Bill Would Limit Cybercharter Schools
By BRIAN WALLACE, Staff
Dec 06, 2007 1:12 AM EST
HARRISBURG, Pa. - A state House committee has approved legislation that would establish a statewide cybercharter school tuition and impose new restrictions on how the online schools operate.
The House Education Committee Wednesday approved House Bill 446, which deals with the concerns of public school officials who have complained for years about the high cost of cybercharter school tuition.
Districts pay cybercharter school tuition equal to their average annual per-pupil cost.
The bill, first proposed nearly a year ago, now heads to the full House for consideration.
HB 446 would establish an annual tuition rate of about $6,500 beginning in 2008-09 and would limit cybercharter school fund balances to 12 percent or less of the schools' operating budgets.
The legislation also would give the state Department of Education increased oversight of the schools and their teachers and force cybercharter schools to follow the same budgeting requirements as traditional public schools.
"It's definitely a step forward, no question about that," Robert Frick, Lampeter-Strasburg School district superintendent, said of the legislation.
"Some control (over cybercharter schools) is better than none, and I think none is where we were previously — or very little anyway."
Proponents of cybercharter schools say the bill is designed to drive the schools out of business. Cybercharter schools enroll a large number of homeschooled students and pupils who have failed in traditional public schools.
"Pennsylvania is a leader in education choice, and a bill like this is a step backwards," Joe Lyons, spokesman for Pennsylvania Virtual Charter School, said.
"If we're not funded properly, and you take away our teachers, we're not going to be able to operate."
Lyons said the most objectionable provision of the bill would give the Department of Education the discretion to determine whether cybercharter school teaching experience qualifies a teacher for advanced certification.
Currently, cybercharter teachers earn credit toward certification for their experience, just as teachers in traditional public schools do.
"That means the Department of Education can determine that we're not a school," Lyons said. "They're insulting our teachers, and they're not really giving them an incentive to stay with us."
HB 446 would establish a "real cost" of cyberschool tuition based on the lowest average per-pupil expenditures of cybercharter schools that achieved PSSA academic standards in 2006-07.
That figure is not yet available, but in 2005-06, it was slightly more than $5,800, Chris Wakely, executive director of the House Education Committee, said.

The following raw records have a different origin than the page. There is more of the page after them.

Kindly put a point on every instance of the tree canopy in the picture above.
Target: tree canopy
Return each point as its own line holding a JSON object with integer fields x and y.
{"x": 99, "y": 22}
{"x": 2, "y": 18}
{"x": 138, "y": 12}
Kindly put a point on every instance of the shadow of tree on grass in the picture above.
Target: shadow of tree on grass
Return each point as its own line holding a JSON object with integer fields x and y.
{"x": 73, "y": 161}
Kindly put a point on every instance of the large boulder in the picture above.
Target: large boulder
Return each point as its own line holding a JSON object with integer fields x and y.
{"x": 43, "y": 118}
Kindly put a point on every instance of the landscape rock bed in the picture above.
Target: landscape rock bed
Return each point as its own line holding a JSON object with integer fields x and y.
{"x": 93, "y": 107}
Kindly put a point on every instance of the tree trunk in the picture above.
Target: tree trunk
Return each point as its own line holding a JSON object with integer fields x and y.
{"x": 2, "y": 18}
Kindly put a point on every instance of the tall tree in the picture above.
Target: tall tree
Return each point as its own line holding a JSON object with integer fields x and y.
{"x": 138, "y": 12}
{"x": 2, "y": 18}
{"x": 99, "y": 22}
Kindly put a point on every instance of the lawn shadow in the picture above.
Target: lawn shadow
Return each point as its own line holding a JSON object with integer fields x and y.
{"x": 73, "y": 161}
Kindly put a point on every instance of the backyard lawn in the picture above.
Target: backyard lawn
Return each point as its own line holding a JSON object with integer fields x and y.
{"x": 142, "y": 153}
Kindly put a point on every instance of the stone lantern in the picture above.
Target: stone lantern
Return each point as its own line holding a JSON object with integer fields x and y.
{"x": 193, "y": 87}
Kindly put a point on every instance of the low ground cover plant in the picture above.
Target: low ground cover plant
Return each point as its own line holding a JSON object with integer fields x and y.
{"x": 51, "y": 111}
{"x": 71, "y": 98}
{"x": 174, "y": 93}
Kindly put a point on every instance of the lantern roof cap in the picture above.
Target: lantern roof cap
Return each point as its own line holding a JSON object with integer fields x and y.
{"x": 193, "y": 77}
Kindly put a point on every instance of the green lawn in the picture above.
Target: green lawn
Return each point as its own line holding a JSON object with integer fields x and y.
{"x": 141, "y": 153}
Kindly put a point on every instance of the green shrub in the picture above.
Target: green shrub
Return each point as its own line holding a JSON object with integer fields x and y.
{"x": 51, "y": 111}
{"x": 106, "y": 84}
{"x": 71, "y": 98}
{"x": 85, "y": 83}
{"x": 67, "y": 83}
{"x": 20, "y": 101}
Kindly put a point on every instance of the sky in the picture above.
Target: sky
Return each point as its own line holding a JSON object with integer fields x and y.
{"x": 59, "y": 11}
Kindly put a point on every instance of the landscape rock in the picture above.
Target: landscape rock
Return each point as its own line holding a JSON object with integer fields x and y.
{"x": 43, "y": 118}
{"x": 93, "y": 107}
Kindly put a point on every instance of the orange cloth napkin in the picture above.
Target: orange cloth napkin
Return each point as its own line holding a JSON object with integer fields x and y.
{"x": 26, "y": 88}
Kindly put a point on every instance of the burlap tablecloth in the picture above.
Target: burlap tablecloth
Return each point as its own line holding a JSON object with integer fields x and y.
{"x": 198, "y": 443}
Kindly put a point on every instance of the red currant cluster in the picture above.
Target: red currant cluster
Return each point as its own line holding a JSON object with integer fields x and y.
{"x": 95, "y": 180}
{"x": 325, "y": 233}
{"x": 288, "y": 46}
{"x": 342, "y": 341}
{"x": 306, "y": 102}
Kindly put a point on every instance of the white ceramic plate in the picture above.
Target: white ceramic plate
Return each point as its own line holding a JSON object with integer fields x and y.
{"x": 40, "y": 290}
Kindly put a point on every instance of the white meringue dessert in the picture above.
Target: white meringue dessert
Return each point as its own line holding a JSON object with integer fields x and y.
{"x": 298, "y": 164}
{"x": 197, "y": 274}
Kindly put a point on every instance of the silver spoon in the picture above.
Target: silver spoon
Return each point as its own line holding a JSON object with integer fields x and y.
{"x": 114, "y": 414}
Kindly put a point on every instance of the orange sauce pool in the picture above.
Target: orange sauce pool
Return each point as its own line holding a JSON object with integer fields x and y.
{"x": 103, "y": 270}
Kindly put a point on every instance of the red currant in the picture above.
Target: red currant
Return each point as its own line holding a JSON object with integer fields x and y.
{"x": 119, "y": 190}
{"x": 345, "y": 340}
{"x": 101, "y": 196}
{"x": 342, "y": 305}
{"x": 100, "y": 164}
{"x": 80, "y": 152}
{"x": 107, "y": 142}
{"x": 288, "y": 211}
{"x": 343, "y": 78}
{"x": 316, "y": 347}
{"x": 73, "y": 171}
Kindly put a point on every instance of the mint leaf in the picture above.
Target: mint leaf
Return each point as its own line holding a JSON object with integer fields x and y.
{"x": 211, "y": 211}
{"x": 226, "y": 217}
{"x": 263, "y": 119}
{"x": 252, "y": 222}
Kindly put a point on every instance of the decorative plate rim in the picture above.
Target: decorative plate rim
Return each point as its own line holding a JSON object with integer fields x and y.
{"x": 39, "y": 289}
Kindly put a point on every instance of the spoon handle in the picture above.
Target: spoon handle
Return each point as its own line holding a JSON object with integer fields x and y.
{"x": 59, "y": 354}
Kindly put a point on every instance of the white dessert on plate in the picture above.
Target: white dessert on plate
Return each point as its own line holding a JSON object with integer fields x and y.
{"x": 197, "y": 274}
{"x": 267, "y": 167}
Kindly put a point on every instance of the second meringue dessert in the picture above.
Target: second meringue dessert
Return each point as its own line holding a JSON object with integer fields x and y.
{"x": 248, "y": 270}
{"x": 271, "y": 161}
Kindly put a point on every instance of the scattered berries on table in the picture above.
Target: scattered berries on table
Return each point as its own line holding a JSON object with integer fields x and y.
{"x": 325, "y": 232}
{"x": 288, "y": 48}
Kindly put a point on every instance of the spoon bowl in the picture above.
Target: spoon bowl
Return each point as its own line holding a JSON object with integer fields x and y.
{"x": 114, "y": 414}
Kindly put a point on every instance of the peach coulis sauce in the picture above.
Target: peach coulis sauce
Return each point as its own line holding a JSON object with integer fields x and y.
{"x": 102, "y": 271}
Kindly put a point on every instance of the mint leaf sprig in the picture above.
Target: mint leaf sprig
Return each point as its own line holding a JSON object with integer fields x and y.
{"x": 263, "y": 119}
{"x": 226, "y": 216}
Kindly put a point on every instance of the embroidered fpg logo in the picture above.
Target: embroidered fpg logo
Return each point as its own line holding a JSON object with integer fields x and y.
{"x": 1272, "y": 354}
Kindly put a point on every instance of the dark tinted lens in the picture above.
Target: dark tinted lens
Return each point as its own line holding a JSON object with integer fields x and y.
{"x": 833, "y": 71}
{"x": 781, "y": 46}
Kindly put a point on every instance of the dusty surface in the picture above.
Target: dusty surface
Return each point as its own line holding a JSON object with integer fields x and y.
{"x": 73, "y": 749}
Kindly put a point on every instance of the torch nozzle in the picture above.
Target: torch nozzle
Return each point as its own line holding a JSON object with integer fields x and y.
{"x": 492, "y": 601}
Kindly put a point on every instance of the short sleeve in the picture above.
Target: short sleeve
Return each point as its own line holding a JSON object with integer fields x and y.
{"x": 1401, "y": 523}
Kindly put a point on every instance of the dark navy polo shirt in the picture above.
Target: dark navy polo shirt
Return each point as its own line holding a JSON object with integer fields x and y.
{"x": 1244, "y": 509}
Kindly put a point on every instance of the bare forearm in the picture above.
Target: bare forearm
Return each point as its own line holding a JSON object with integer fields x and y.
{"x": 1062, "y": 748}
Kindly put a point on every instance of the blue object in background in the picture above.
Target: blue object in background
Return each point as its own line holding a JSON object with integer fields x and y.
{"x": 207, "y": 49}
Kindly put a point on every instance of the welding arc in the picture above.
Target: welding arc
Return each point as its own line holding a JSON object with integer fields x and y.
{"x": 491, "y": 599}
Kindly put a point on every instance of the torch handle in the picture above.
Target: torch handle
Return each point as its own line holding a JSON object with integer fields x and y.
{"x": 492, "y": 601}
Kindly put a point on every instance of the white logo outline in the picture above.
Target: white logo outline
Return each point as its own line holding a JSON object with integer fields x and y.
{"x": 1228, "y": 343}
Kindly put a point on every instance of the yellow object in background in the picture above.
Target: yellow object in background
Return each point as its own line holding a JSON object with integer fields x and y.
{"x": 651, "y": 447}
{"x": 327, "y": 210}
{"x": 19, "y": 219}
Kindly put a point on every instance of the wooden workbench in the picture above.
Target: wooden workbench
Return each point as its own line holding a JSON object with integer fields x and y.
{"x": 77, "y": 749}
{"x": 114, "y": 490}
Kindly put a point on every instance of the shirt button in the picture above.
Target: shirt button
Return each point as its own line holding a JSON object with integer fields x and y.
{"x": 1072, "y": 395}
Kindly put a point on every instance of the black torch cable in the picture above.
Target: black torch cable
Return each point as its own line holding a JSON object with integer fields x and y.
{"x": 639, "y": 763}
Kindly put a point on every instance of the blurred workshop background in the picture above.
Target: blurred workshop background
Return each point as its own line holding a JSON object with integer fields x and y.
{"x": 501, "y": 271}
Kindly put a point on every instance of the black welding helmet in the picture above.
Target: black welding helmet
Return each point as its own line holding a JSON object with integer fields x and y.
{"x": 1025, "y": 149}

Wakely said he expects the per-pupil cost for 2006-07 to be about $6,500.
School districts across the state, no matter how much they spend to educate their own pupils, would pay that amount for each student enrolled in a cybercharter school.
An earlier version of HB 446 would have made the state, not school districts, pay cybercharter school tuition, but that provision was struck from the amended bill approved Wednesday.
Special-education costs also would be based on the lowest per-pupil average costs for 2006-07 for high-achieving cybercharter schools.
That average cost would then be added to the base tuition for special-education students.
Cybercharter schools would have the option of being paid based on the current formula, minus the cost of transportation services, building construction and other costs not incurred by online schools.
Tuition would be increased each year based on the inflationary index set by the state under Act 1.
For 2008-09, the base index — the amount by which school districts may increase taxes — is 4.4 percent.
Currently, Lancaster County districts pay cybercharter school tuition ranging from about $8,500 to $13,500 per pupil. The state then reimburses them about 25 percent of that total.
For special-education students, districts also currently pay their average per-pupil cost, which can be twice as high as the average cost for other students.
School districts in Lancaster County are expected to spend more than $6.5 million this year on cybercharter school tuition.
Statewide, 11 cybercharter schools enroll about 20,000 students, a number that has grown rapidly in recent years.
As enrollments have grown, public school officials have complained more loudly about tuition rates they consider excessive, given that cybercharter schools lack school buildings, buses, cafeterias and other expensive services of traditional schools.
Officials also have complained that cyber schools have amassed fund balances averaging 26 percent, while schools are limited to reserve funds of 12 percent.
House Bill 446 would cap cyber school fund balances at 8 percent to 12 percent, based on a school's annual budget.
Schools that exceed that amount could use up to $1 million for professional development and school improvements. The remainder would have to be reimbursed to school districts. The legislation also would empower the Department of Education to regulate the number of hours of instruction cybercharter school students must complete to meet attendance requirements.
Lyons complained that many of the provisions in the final version of the bill were added without input from cybercharter school educators or students.